Crypto’s new alliance with capital markets is ironic, given its original mission to uproot traditional financial markets and do business away from the prying eyes of large institutions.

Raising debt and equity from investors is not only core to the strategy, but required to maintain it. 

Companies that do not increase their crypto purchases fast enough are already seeing their stock slide.

While shares in Sequans Communications surged 160 per cent after it started buying bitcoin, its stock is now trading below where it was before this, reflecting investors’ unhappiness with the pace of its purchases. 

“You take Wall Street and crypto and put them together,” says Estes. 

“You need the markets to be able to support the harvest.”

The need to scale up means many such companies are making plans beyond just being pots of crypto listed on stock exchanges across the world.

Diamond says his vehicle focused on HYPE tokens might buy other crypto treasury companies. 

“If they’re failing and in distress, we can acquire them and build them,” he says. 

“It will create opportunities for the strongest to frankly snap up some of the ones that were poorly managed or poorly financed.”

Meanwhile Japan’s Metaplanet, the world’s fifth-biggest corporate buyer of bitcoin, plans to borrow against its vast stash of tokens and become a crypto financial services company.

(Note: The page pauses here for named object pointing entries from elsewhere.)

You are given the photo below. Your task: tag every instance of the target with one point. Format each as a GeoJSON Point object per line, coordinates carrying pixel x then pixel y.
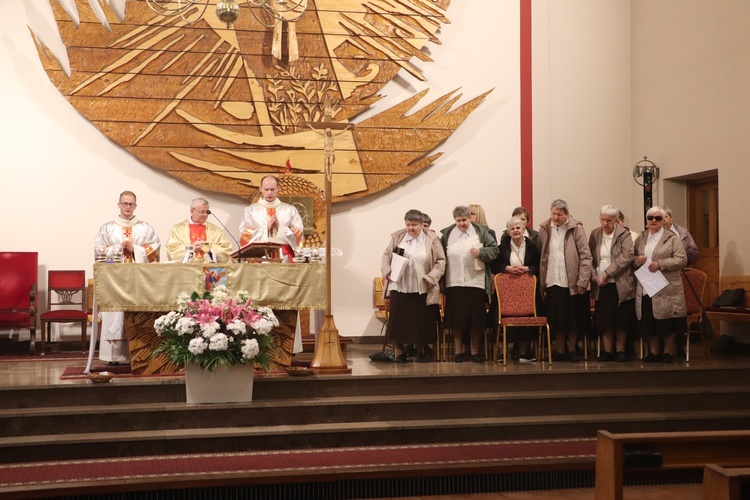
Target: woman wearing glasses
{"type": "Point", "coordinates": [661, 314]}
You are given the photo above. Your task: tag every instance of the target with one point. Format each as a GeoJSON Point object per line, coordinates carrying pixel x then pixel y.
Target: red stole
{"type": "Point", "coordinates": [127, 234]}
{"type": "Point", "coordinates": [198, 233]}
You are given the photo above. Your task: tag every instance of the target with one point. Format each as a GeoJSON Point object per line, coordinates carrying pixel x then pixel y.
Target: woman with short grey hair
{"type": "Point", "coordinates": [469, 249]}
{"type": "Point", "coordinates": [613, 283]}
{"type": "Point", "coordinates": [661, 316]}
{"type": "Point", "coordinates": [415, 287]}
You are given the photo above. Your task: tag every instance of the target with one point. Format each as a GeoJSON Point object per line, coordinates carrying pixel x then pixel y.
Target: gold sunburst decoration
{"type": "Point", "coordinates": [215, 107]}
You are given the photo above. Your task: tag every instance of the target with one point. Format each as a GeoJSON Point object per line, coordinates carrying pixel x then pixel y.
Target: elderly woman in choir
{"type": "Point", "coordinates": [412, 265]}
{"type": "Point", "coordinates": [661, 315]}
{"type": "Point", "coordinates": [613, 283]}
{"type": "Point", "coordinates": [518, 254]}
{"type": "Point", "coordinates": [469, 249]}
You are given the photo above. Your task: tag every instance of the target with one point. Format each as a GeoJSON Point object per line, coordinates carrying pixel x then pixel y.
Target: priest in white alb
{"type": "Point", "coordinates": [185, 238]}
{"type": "Point", "coordinates": [271, 220]}
{"type": "Point", "coordinates": [128, 240]}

KULR, the American thermal energy company, is also exploring “bitcoin-backed financial services” such as lending, while mining company Panther Metals plans to leverage its bitcoin holdings for future exploration projects, chief executive Darren Hazelwood says.

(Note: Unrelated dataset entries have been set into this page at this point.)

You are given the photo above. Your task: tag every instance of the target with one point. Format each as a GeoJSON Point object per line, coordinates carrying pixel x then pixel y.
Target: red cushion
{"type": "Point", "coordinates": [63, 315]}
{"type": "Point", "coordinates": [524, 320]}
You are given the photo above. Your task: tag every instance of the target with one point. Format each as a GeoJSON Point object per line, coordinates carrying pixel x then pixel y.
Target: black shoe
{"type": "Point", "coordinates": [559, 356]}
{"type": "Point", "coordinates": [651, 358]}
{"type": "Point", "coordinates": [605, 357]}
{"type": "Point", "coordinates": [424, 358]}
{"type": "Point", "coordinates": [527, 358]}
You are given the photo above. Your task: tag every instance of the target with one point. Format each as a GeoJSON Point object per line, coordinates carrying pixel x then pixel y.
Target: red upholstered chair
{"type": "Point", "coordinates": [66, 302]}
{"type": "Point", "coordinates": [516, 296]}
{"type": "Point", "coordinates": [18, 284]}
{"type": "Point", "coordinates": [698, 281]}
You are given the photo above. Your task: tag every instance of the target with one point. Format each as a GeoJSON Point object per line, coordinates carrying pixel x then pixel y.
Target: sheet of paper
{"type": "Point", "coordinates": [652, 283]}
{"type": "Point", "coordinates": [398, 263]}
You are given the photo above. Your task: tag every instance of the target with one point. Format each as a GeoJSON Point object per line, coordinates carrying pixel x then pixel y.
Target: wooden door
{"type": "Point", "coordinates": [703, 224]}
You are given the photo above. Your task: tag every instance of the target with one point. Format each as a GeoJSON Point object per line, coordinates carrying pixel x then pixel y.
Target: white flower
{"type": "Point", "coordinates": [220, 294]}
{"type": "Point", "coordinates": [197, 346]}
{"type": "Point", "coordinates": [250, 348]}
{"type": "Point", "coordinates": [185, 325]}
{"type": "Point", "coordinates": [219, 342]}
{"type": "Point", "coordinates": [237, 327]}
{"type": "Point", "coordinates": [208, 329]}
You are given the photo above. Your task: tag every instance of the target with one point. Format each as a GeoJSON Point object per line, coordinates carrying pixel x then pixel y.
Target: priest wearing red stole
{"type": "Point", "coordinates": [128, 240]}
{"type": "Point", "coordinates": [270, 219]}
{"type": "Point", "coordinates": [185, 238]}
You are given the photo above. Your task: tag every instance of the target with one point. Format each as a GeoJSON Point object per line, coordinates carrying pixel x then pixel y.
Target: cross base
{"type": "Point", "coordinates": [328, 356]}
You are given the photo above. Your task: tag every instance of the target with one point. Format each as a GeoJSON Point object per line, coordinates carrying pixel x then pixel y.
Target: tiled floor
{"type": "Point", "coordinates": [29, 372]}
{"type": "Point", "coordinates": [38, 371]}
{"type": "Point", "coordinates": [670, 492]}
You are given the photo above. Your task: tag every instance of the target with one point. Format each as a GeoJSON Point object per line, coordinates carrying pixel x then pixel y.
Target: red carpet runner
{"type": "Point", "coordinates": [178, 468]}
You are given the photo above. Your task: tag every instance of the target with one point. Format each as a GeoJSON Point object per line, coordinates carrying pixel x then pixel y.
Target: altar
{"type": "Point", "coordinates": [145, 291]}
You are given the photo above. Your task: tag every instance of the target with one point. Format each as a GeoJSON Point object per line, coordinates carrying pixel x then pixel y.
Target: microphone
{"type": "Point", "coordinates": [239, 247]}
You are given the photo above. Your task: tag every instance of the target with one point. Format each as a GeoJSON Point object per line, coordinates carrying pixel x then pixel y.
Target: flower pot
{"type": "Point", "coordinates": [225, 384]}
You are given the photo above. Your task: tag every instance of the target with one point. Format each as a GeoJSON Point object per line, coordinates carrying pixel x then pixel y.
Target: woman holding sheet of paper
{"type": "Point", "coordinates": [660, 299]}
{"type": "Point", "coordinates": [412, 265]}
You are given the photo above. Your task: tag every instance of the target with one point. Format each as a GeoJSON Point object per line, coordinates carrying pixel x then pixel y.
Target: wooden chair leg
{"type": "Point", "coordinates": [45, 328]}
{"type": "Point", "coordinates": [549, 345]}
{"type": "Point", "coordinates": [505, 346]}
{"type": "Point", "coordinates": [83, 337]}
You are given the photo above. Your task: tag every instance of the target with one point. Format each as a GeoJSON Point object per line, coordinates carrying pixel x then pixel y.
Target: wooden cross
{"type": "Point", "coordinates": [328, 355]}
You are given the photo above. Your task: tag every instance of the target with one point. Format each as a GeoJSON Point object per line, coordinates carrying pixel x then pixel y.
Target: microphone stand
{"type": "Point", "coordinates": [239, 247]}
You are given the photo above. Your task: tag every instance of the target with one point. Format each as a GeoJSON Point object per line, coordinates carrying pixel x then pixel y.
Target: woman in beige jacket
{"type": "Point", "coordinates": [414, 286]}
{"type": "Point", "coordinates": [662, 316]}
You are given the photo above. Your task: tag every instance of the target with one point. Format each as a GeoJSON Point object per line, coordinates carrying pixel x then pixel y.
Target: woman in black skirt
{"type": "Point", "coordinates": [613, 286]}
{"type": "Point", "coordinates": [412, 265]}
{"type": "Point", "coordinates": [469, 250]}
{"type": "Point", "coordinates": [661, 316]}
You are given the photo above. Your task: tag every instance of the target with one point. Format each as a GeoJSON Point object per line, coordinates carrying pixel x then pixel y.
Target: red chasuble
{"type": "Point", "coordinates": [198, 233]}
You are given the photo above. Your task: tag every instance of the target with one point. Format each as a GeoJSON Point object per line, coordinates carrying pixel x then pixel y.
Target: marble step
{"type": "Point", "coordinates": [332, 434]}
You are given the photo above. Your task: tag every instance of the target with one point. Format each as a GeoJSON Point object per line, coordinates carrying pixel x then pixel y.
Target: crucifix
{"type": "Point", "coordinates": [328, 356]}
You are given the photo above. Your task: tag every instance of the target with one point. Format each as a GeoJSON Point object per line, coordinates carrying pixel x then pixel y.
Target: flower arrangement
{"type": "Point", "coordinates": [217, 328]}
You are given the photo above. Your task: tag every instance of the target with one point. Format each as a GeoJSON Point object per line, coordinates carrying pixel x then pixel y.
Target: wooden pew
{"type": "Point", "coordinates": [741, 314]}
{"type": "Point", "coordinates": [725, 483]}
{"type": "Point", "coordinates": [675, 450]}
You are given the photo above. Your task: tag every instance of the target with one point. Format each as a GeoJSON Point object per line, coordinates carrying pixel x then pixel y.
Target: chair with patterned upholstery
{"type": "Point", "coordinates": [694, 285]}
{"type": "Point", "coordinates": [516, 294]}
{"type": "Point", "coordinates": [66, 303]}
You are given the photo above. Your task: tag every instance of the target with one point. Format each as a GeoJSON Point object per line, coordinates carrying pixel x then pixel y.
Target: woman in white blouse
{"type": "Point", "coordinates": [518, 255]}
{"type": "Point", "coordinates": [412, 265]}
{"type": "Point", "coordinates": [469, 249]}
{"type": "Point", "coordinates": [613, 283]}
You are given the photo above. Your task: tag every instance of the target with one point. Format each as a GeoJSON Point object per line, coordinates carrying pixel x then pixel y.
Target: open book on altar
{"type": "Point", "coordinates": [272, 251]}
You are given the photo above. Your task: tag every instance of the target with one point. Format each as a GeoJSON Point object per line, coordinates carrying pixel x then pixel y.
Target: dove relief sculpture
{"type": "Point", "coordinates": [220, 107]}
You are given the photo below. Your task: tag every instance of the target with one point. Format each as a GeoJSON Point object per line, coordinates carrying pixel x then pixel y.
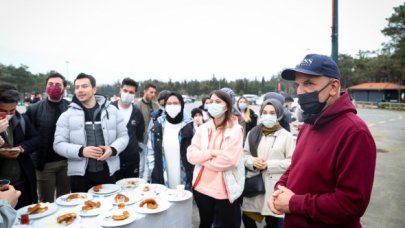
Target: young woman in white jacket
{"type": "Point", "coordinates": [268, 149]}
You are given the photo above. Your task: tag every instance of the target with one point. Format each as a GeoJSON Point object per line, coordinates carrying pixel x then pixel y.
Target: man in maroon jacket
{"type": "Point", "coordinates": [331, 176]}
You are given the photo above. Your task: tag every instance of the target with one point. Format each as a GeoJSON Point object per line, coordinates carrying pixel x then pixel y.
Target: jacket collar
{"type": "Point", "coordinates": [101, 100]}
{"type": "Point", "coordinates": [341, 106]}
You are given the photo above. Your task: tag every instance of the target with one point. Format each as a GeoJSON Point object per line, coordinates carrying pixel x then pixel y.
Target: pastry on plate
{"type": "Point", "coordinates": [67, 218]}
{"type": "Point", "coordinates": [37, 208]}
{"type": "Point", "coordinates": [90, 205]}
{"type": "Point", "coordinates": [123, 216]}
{"type": "Point", "coordinates": [150, 203]}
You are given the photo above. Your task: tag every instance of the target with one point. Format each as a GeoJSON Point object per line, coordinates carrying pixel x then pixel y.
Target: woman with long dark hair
{"type": "Point", "coordinates": [216, 151]}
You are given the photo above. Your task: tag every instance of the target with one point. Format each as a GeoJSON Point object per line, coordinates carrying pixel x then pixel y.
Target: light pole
{"type": "Point", "coordinates": [335, 23]}
{"type": "Point", "coordinates": [67, 70]}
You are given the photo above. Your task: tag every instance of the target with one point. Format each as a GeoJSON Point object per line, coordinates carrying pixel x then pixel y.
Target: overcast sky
{"type": "Point", "coordinates": [182, 39]}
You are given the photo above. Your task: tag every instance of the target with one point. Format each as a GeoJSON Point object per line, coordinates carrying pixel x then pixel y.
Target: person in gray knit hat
{"type": "Point", "coordinates": [267, 152]}
{"type": "Point", "coordinates": [286, 120]}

“The natural evolution is financial services because you can back your financial commitments with a big pile of bitcoin,” says Benoist of Natixis CIB.

Attendees pose for photos at The Bitcoin Conference in Las Vegas after a keynote address by US vice-president JD Vance. Companies that do not increase their crypto purchases fast enough are already seeing their stock slide © Ethan Miller/Getty Images


But crypto lending is highly risky business. 

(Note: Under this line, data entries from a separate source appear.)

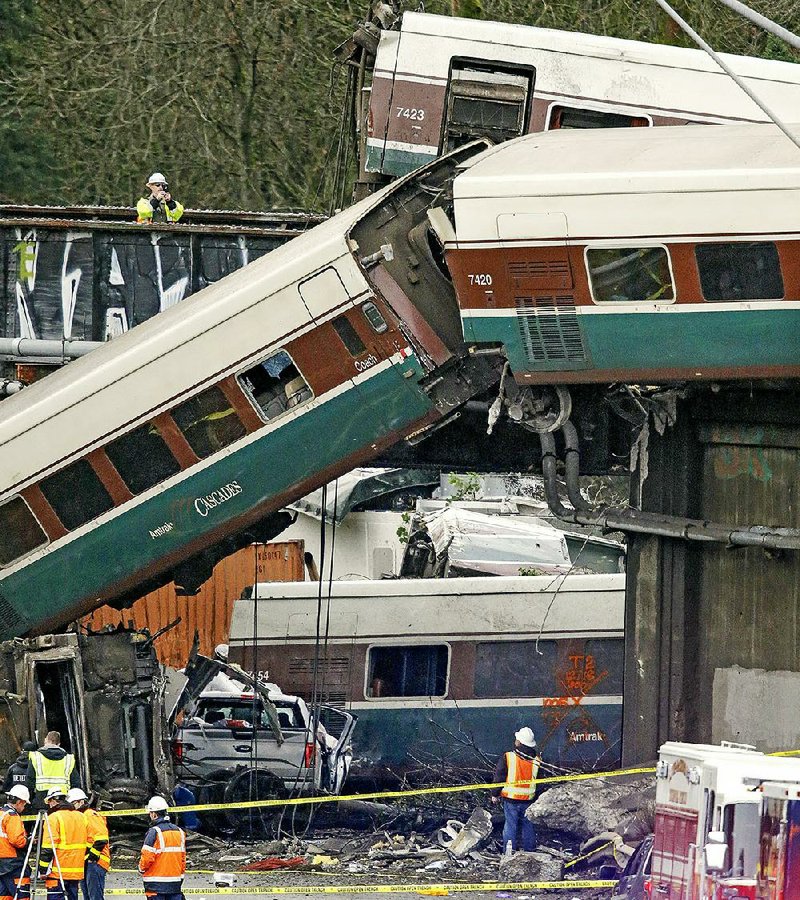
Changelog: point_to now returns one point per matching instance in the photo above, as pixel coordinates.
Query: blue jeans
(94, 882)
(515, 819)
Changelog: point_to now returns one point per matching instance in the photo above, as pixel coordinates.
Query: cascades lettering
(204, 505)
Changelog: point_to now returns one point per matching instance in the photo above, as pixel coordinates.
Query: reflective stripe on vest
(170, 857)
(521, 775)
(52, 773)
(68, 830)
(97, 830)
(9, 833)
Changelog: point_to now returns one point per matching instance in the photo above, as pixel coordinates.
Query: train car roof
(690, 158)
(129, 354)
(452, 608)
(578, 43)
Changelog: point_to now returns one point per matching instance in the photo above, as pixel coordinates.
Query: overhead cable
(763, 22)
(687, 29)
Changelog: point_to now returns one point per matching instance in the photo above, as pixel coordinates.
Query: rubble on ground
(583, 809)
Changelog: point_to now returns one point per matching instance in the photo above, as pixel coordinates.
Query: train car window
(208, 422)
(418, 671)
(142, 458)
(343, 327)
(275, 385)
(602, 665)
(375, 318)
(746, 270)
(575, 117)
(76, 494)
(630, 275)
(20, 531)
(485, 100)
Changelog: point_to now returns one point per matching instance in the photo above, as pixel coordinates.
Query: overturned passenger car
(105, 694)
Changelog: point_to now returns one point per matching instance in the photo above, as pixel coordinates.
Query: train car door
(487, 99)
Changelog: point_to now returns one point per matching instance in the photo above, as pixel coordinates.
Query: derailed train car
(637, 256)
(138, 463)
(443, 671)
(105, 694)
(441, 81)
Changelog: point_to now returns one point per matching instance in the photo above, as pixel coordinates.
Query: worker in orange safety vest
(12, 840)
(98, 850)
(64, 838)
(517, 770)
(162, 864)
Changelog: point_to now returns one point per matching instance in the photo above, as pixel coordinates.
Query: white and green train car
(442, 672)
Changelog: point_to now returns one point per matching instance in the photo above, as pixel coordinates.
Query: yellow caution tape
(377, 795)
(440, 889)
(578, 859)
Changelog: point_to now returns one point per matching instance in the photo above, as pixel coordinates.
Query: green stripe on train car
(648, 342)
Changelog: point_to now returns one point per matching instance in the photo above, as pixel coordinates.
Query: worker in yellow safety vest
(98, 849)
(517, 772)
(49, 767)
(13, 840)
(159, 205)
(64, 845)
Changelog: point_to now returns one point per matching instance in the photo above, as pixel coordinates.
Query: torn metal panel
(104, 694)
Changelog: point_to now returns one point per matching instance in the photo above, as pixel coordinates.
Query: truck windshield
(243, 713)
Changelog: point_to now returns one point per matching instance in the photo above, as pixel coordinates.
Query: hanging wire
(763, 22)
(687, 29)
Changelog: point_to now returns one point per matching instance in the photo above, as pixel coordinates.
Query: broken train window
(417, 671)
(577, 117)
(485, 99)
(375, 318)
(20, 531)
(275, 385)
(208, 422)
(629, 274)
(142, 458)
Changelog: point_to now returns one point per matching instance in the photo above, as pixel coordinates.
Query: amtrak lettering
(204, 505)
(363, 364)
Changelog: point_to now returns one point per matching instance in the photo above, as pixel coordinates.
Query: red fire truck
(708, 820)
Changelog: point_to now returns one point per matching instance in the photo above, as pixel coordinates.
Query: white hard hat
(157, 804)
(525, 736)
(20, 792)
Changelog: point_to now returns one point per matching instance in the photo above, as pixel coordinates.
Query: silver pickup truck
(236, 738)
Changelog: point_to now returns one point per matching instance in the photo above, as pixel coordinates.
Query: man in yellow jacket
(517, 772)
(64, 844)
(159, 206)
(98, 852)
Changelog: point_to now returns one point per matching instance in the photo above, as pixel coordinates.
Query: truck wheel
(249, 785)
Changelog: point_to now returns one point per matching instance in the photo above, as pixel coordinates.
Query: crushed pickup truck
(237, 738)
(228, 736)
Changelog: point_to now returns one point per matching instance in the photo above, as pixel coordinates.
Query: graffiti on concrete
(93, 284)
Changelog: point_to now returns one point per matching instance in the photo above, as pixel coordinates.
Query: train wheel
(249, 785)
(540, 409)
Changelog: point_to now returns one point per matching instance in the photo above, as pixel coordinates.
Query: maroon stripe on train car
(43, 512)
(174, 439)
(255, 514)
(110, 478)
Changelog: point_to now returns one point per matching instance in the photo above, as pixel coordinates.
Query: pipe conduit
(637, 521)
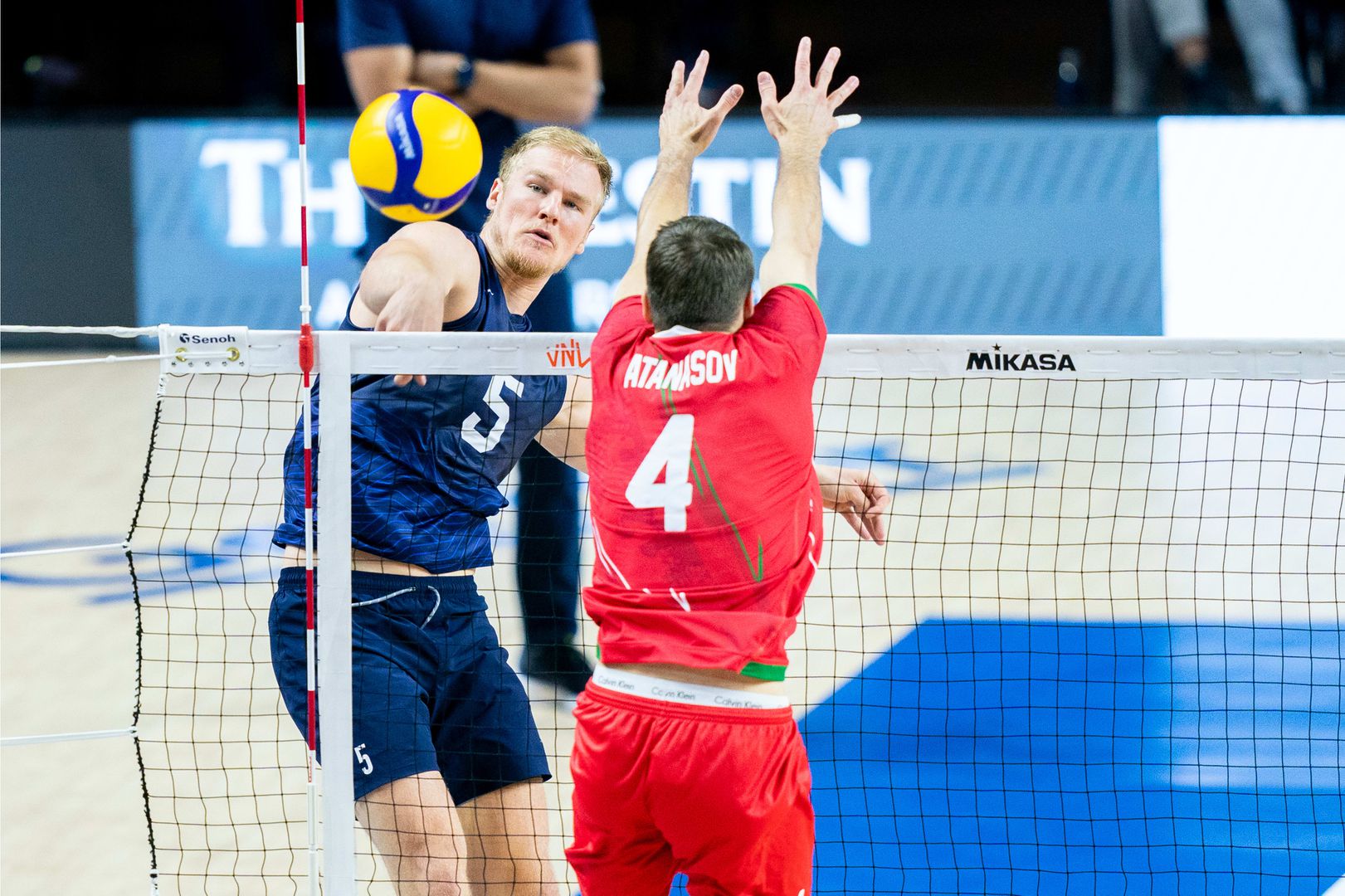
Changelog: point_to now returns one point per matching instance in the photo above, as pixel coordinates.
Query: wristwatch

In 2022, the lending market blew up spectacularly after falling prices triggered a spiral of defaults, contributing to the collapse of exchange FTX.

“My main problem with this strategy is that I don’t really understand where it ends,” adds Benoist. 

“The company is in a loop where it has to continually feed that loop with additional purchases, go back to the market to purchase more — this cycle has to continue to justify the premium.”

The biggest risk is how deep the damage will be if — or when — the price of crypto collapses. 

Inevitably, a crypto downturn means companies whose share prices are linked to tokens will slide too. 

Those that have raised debt face greater risks as they will need to pay interest to investors, and may be forced to raise more money or then sell their crypto holdings in order to meet debt obligations. 

“Structurally this is very unhealthy if you’re paying your existing debt by raising other debt. 

That makes me very uneasy,” says the head of a crypto hedge fund, adding: “You may end up with systemic risk as there are too many of these weak structures which have to unwind fully or partially, and that creates pressure on the market.

“I’d like this to be under watch by some regulators rather than everyone building treasuries on the assumption that the market is going to rise forever,” he adds.

Investors say they are aware of the risks, but keen to make money while the boom times last. 

Evans of UTXO Management, who sits on the board of several crypto treasury companies, says he is pushing CEOs to “have ways [to be cash generative in a downturn] through your operating business and ways to generate yield on your bitcoin other than raising capital”. 

Scepticism, however, is growing even from those with a stake in the sector. 

“This will end badly, it will end in a bubble,” says Estes. 

“Just as fast as they went up, they can go down too.”